Reports on the death of film tax shelters in Canada have been greatly exaggerated.
In addition to the production services tax credit, foreign producers have recently begun accessing an additional 3.3% of non-labor-based production costs spent in Canada through the Income Tax Act.
‘It is based on non-labor expenditures, therefore complementing the existing production services tax credit and providing an additional source of revenue for non-Canadian content productions that qualify for these credits,’ says Jeff Rayman of Equicap Financial, one of the Canadian companies working with foreign producers to structure their productions to take advantage of the tax benefit.
Several American producers and high-profile Canadian entertainment lawyers also confirm that they are aware of this new tax shelter, but will not speak about it on the record. They say this particular tax benefit has been discovered only recently, in December 1998, but is already being used frequently by American producers shooting in Canada. They say the money is being accessed through a small window left open when the previous production service tax shelters were closed down in 1997.
The transaction structure has been endorsed by advance rulings from Revenue Canada on several occasions and is therefore legal under current tax policy.
According to several sources, information about the new tax benefit has been kept low profile due to the possibility that Revenue Canada would amend tax laws and shut it down because of the government’s hostility towards anything resembling a tax shelter.

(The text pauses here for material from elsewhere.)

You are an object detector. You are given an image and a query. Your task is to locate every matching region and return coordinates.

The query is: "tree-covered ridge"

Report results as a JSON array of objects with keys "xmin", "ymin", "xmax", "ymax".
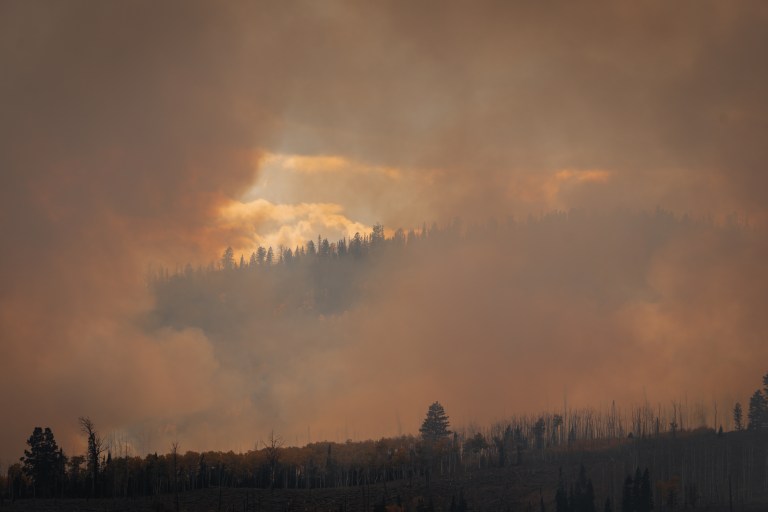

They note that at a time when the production services tax credit is under attack and American actors are facing increased taxation, the loss of this new incentive would provide further fuel to drive American producers out of Canada. They say the additional financial benefit is a crucial part of keeping foreign production in Canada at a time when other countries are vying to attract this work and hundreds of millions of dollars and jobs in the Canadian service industry are at stake if this benefit is jeopardized.